Lorsque vient le temps de partir en CHSLD, les personnes sont « placées » dans un milieu de vie qu’elles n’ont pas choisi, par manque de place. Dès lors, elles passeront chaque heure de chaque jour dans un endroit où elles n’ont pas décidé d’aller. Une situation invraisemblable et violente, affirme Mme Charpentier. « Certains préfèrent aussi aller en centre d’hébergement plutôt que de rester seuls, car leur logement n’est plus adapté par exemple », dit-elle. Rester à domicile à tout prix n’est donc pas la solution qui convient à tout le monde.

Thérapies connexes

La Chaire se penche aussi sur des pratiques « alternatives » pour améliorer et enrichir la vie des personnes âgées comme la musicothérapie, l’art-thérapie ou encore la zoothérapie.

Mme Charpentier a d’ailleurs dirigé un étudiant en travail social à la maîtrise qui a développé un projet d’hortithérapie en CHSLD auprès de gens qui montraient des signes de dépression, notamment. « Juste le fait de mettre les mains dans la terre, de voir la bouture évoluer, a fait du bien et a permis de créer des liens », explique-t-elle. Les participants ont même pu récolter des fonds grâce à la vente de leurs boutures à Noël, ce qui a permis d’investir dans d’autres activités.
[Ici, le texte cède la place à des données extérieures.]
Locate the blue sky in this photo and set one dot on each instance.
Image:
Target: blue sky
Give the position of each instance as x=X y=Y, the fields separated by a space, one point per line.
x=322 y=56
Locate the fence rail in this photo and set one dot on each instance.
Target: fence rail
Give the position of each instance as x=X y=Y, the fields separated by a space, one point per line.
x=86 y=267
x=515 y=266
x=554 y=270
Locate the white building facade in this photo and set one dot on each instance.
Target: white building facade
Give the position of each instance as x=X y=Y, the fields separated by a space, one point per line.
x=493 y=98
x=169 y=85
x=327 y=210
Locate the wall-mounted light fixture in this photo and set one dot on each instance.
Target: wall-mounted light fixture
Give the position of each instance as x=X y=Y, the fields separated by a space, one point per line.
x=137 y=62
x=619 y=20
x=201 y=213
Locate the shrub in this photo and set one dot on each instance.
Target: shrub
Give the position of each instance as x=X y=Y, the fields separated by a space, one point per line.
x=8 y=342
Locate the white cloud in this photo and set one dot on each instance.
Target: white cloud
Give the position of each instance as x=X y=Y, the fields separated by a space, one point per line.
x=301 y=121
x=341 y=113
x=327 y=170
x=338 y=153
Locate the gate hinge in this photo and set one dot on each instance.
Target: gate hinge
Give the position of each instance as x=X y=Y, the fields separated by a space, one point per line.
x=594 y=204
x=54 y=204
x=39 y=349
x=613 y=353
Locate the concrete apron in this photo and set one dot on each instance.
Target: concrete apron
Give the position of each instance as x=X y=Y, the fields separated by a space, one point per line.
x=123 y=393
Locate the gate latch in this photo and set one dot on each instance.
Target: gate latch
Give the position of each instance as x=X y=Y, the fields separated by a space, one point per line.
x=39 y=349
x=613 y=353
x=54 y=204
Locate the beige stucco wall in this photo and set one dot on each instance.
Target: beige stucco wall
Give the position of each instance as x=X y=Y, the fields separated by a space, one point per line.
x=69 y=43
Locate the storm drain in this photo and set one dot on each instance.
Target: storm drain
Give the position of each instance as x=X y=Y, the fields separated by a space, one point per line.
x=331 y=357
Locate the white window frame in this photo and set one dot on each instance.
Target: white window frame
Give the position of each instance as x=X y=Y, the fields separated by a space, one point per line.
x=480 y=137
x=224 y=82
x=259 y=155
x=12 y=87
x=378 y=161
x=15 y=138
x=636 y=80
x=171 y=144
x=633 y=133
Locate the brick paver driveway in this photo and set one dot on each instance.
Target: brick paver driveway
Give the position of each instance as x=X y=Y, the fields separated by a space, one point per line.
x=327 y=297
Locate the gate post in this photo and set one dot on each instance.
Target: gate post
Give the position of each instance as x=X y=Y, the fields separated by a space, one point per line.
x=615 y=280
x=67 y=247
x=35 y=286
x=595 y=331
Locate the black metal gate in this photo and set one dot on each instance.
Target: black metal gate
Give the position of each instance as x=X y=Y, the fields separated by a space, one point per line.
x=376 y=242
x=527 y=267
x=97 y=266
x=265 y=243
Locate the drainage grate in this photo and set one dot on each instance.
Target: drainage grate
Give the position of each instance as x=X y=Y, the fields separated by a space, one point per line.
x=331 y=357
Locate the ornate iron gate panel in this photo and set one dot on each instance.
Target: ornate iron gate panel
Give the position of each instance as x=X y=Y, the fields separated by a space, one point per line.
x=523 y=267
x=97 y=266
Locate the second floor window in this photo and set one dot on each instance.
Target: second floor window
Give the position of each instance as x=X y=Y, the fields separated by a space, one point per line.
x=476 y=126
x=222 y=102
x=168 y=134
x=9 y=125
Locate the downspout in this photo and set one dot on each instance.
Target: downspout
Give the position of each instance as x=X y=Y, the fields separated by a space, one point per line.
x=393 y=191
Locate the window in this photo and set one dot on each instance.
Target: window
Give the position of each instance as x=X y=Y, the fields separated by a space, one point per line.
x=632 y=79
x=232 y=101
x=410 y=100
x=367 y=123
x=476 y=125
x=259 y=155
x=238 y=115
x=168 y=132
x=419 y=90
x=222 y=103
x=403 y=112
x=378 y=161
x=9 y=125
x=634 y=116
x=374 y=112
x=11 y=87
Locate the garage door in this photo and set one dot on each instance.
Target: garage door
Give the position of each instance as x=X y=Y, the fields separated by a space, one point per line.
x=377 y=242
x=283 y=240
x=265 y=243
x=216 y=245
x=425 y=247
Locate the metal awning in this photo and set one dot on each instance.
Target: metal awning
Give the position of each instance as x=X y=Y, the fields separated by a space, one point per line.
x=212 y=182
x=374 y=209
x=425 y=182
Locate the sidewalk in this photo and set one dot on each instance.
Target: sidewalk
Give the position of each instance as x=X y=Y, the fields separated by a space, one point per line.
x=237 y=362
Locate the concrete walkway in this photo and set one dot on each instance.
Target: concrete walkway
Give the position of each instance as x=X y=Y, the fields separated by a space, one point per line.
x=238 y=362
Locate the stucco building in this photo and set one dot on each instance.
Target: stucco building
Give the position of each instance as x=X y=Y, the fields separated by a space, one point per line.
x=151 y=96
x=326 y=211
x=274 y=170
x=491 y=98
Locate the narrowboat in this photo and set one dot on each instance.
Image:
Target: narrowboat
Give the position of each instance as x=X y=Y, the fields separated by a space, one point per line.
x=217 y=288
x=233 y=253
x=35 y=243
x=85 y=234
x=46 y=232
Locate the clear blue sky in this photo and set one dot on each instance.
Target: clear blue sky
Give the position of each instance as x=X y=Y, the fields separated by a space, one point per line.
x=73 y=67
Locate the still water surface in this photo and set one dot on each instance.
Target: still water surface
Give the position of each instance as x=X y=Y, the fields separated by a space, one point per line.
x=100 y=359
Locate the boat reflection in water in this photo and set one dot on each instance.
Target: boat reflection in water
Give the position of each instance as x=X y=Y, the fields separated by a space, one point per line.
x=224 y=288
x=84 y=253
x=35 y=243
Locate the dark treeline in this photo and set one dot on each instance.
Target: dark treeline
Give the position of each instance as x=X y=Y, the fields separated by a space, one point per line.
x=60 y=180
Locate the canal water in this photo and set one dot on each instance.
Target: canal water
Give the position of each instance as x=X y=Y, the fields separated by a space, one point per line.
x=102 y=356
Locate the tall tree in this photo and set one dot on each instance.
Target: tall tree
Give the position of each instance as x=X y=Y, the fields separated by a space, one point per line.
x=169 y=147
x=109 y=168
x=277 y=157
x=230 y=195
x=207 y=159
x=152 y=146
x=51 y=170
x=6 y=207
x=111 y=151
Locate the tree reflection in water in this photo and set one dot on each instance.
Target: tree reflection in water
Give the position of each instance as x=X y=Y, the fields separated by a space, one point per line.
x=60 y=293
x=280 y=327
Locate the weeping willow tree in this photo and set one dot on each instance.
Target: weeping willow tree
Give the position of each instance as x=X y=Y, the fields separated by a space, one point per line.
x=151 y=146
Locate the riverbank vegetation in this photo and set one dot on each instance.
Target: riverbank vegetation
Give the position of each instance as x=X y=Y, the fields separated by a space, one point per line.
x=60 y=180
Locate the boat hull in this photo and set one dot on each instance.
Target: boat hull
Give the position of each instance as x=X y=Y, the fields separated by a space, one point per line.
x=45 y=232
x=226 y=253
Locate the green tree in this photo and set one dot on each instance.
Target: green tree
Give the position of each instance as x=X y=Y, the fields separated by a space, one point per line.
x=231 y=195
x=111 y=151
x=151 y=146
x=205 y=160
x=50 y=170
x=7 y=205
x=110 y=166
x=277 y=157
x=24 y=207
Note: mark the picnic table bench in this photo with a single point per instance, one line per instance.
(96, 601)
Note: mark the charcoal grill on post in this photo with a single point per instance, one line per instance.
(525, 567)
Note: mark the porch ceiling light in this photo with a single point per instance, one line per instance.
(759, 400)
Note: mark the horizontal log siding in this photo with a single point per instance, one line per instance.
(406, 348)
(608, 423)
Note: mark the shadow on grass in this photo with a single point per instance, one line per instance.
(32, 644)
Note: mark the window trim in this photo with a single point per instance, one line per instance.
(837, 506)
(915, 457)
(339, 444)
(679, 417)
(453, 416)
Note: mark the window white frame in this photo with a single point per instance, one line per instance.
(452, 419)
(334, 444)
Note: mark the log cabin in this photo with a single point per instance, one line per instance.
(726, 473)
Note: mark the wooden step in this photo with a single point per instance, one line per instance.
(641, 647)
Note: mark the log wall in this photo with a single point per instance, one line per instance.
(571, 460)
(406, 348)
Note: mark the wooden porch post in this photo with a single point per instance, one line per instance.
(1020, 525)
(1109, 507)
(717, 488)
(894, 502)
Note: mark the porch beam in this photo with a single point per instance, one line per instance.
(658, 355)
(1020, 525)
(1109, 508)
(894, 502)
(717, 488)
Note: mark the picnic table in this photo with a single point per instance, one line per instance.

Des étudiants en art ont également monté un projet de crochet auprès de dames ayant des difficultés cognitives. La gestuelle du crochet est si ancrée que les participantes, d’ordinaire confuses, s’y sont adonnées avec plaisir et se rappelaient les mouvements.

Michèle Charpentier le répète, les aînés sont encore des citoyens qui ont leur place et un rôle dans la société. Ce sont les mieux placés pour donner leurs points de vue sur les services dont ils peuvent bénéficier, et leurs besoins sont aussi diversifiés que leurs parcours de vie.